Yesterday, May 21, Sen. Antonio Trillanes IV denied he was part of plans to hatch a coup d'etat against presumptive President-elect Davao City Mayor Rodrigo Duterte.
The senator, who previously led two failed uprisings against former President Gloria Macapagal-Arroyo, was responding to statements from Communist Party of the Philippines founder Jose Maria Sison that the "Trillanes gang" had declared war on Duterte, and that the president had to "deliver decisive blows" on them.
His released statement adds that there are legal ways to unseat an unruly duly elected chief executive.

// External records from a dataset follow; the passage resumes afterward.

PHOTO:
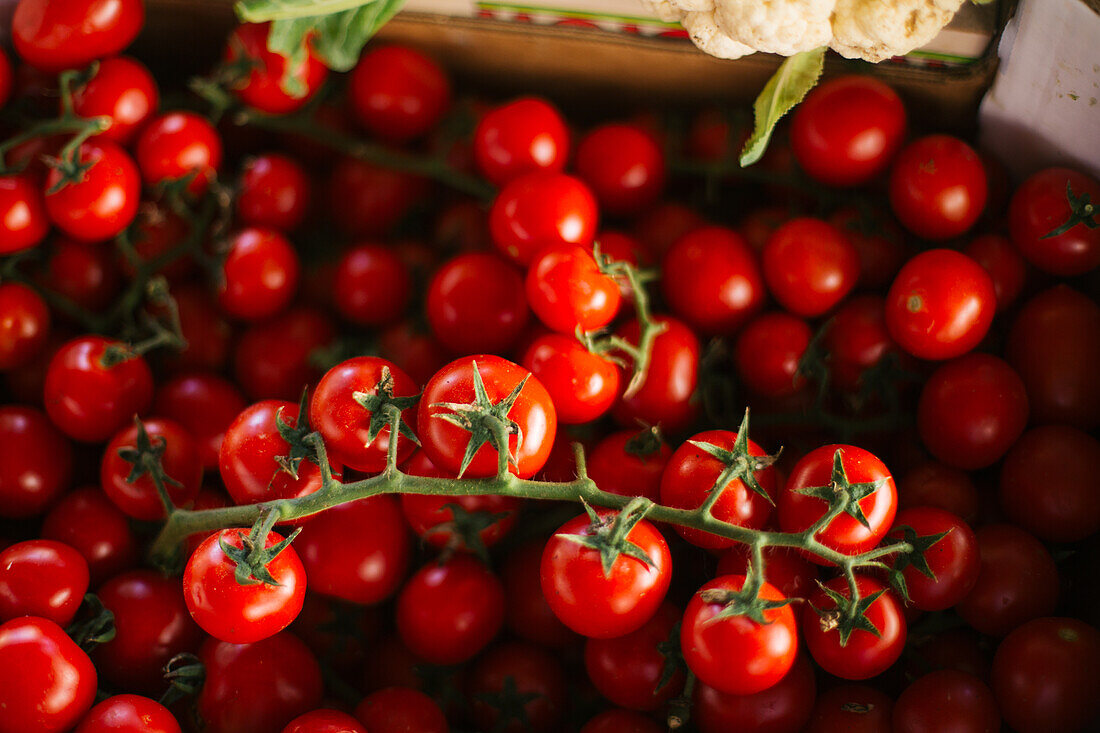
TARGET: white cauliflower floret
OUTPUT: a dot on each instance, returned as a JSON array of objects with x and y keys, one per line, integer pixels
[
  {"x": 705, "y": 34},
  {"x": 876, "y": 30},
  {"x": 777, "y": 26}
]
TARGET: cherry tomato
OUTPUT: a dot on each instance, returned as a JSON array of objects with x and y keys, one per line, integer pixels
[
  {"x": 712, "y": 280},
  {"x": 532, "y": 413},
  {"x": 102, "y": 201},
  {"x": 122, "y": 89},
  {"x": 866, "y": 655},
  {"x": 798, "y": 511},
  {"x": 356, "y": 551},
  {"x": 54, "y": 36},
  {"x": 1018, "y": 581},
  {"x": 941, "y": 305},
  {"x": 1044, "y": 676},
  {"x": 539, "y": 209},
  {"x": 450, "y": 611},
  {"x": 1040, "y": 206},
  {"x": 810, "y": 265},
  {"x": 847, "y": 130},
  {"x": 265, "y": 83},
  {"x": 46, "y": 681},
  {"x": 937, "y": 187},
  {"x": 971, "y": 411},
  {"x": 604, "y": 604}
]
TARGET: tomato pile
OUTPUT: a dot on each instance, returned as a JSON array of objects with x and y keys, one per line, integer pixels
[{"x": 305, "y": 376}]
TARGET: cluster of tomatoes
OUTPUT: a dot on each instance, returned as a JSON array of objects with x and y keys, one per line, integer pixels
[{"x": 865, "y": 284}]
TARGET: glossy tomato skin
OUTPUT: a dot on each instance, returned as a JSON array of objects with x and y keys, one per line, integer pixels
[
  {"x": 237, "y": 613},
  {"x": 810, "y": 265},
  {"x": 46, "y": 681},
  {"x": 844, "y": 534},
  {"x": 1044, "y": 676},
  {"x": 712, "y": 280},
  {"x": 866, "y": 655},
  {"x": 1066, "y": 463},
  {"x": 358, "y": 551},
  {"x": 129, "y": 713},
  {"x": 601, "y": 605},
  {"x": 692, "y": 473},
  {"x": 449, "y": 612},
  {"x": 1018, "y": 581},
  {"x": 971, "y": 411},
  {"x": 941, "y": 305},
  {"x": 42, "y": 578},
  {"x": 1038, "y": 207},
  {"x": 345, "y": 425},
  {"x": 257, "y": 688},
  {"x": 532, "y": 411},
  {"x": 847, "y": 130},
  {"x": 398, "y": 94},
  {"x": 937, "y": 187},
  {"x": 180, "y": 462},
  {"x": 737, "y": 655},
  {"x": 539, "y": 209},
  {"x": 476, "y": 303},
  {"x": 90, "y": 402},
  {"x": 122, "y": 89},
  {"x": 54, "y": 36},
  {"x": 582, "y": 385},
  {"x": 520, "y": 137},
  {"x": 103, "y": 201},
  {"x": 262, "y": 86},
  {"x": 628, "y": 669}
]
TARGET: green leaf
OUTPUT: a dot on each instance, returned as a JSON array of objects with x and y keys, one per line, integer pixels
[{"x": 790, "y": 84}]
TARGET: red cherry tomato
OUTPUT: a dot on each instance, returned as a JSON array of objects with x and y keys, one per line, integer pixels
[{"x": 941, "y": 305}]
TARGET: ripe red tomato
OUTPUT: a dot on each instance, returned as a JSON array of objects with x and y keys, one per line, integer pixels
[
  {"x": 598, "y": 604},
  {"x": 274, "y": 192},
  {"x": 105, "y": 199},
  {"x": 23, "y": 218},
  {"x": 1066, "y": 461},
  {"x": 1038, "y": 207},
  {"x": 712, "y": 280},
  {"x": 866, "y": 655},
  {"x": 129, "y": 713},
  {"x": 539, "y": 209},
  {"x": 54, "y": 36},
  {"x": 691, "y": 474},
  {"x": 242, "y": 613},
  {"x": 532, "y": 413},
  {"x": 847, "y": 130},
  {"x": 582, "y": 385},
  {"x": 1044, "y": 676},
  {"x": 42, "y": 578},
  {"x": 122, "y": 89},
  {"x": 798, "y": 511},
  {"x": 46, "y": 681},
  {"x": 263, "y": 83},
  {"x": 735, "y": 654},
  {"x": 398, "y": 94},
  {"x": 937, "y": 187},
  {"x": 971, "y": 411},
  {"x": 768, "y": 353},
  {"x": 941, "y": 305},
  {"x": 90, "y": 402},
  {"x": 625, "y": 166},
  {"x": 1018, "y": 581},
  {"x": 356, "y": 551},
  {"x": 257, "y": 688},
  {"x": 810, "y": 265},
  {"x": 152, "y": 626},
  {"x": 180, "y": 462}
]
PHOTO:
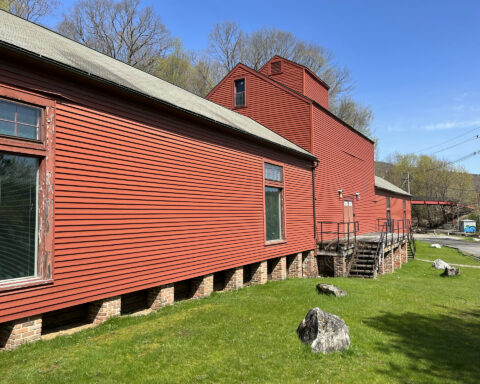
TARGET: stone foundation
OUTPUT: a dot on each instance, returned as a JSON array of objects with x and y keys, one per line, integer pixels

However, Trillanes said he wouldn't be surprised if disgruntled military personnel would revolt against the Duterte government sometime in his term. He believed that it would only be because the military could not stand by and watch Joma Sison and his communist allies taking part in a coalition government that murdered tens of thousands of innocent public servants and civilians.
In the few weeks leading up to the May 9 elections, Trillanes accused Duterte of owning a secret bank account that contained more than P200 million at at least one point.
The former Davao City mayor initially denied it but later admitted to owning the account, only that it had less than P200 million.
The Office of the Ombudsman has decided to pursue investigations on the plunder complaint Trillanes filed against Duterte, even if the president-elect has received immunity from suit. The senator had accused Duterte of graft, plunder, malversation and breach of conduct for the hiring of 11,000 contractual workers in Davao City last 2014.